13 July 2018

Rate rise threat leads to launch of ten-year fixes

Lloyds and Halifax this week launched new ten-year fixed-rate mortgages. But are borrowers ready to fix for such a long period of time?

Traditionally, take-up of ten-year fixes has been limited because they have cost that much more than shorter-term fixes, while the early repayment charges (ERCs) have been much more onerous. Many borrowers are happy tying themselves into a two- or five-year fix to gain protection from interest rate rises in the short to medium-term, but not many know with confidence what they will be doing in ten years.

However, with the pricing of ten-year fixes falling, particularly as more lenders offer such products, it can be appealing to get that level of certainty at such a competitive price, at a time when it looks as though interest rates will rise. Moreover, some lenders are being more flexible on their ERCs, so not charging them after the first few years, for example, giving borrowers an option to exit the deal early if they need to without being penalised.
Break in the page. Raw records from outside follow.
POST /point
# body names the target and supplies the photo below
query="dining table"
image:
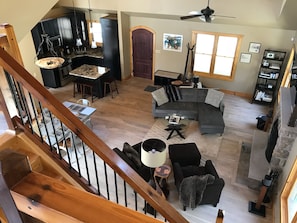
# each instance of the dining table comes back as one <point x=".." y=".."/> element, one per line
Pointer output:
<point x="92" y="75"/>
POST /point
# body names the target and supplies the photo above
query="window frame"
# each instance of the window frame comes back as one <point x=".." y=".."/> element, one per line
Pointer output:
<point x="90" y="35"/>
<point x="213" y="57"/>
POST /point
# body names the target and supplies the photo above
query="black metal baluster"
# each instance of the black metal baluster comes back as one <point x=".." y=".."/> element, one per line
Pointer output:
<point x="54" y="133"/>
<point x="35" y="114"/>
<point x="66" y="145"/>
<point x="116" y="186"/>
<point x="135" y="197"/>
<point x="96" y="173"/>
<point x="45" y="126"/>
<point x="76" y="155"/>
<point x="86" y="162"/>
<point x="106" y="181"/>
<point x="125" y="193"/>
<point x="24" y="102"/>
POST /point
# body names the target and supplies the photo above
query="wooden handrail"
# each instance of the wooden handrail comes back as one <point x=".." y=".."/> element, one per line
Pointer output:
<point x="89" y="138"/>
<point x="74" y="206"/>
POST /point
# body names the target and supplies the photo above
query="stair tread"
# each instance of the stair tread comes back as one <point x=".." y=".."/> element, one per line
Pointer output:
<point x="71" y="201"/>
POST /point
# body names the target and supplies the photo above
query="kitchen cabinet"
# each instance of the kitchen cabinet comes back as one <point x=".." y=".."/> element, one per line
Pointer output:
<point x="111" y="53"/>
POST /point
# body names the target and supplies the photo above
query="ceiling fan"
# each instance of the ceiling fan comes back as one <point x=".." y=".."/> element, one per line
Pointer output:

For example, TSB does not charge any ERCs after the first five years of the mortgage if you wish to get out early.

Having said that, while a ten-year fix may make sense for a young family who have already moved up the property ladder, have enough space and are unlikely to move for some time, it makes less sense for a first-time buyer purchasing with a friend, as much could change in that person’s life over the next decade.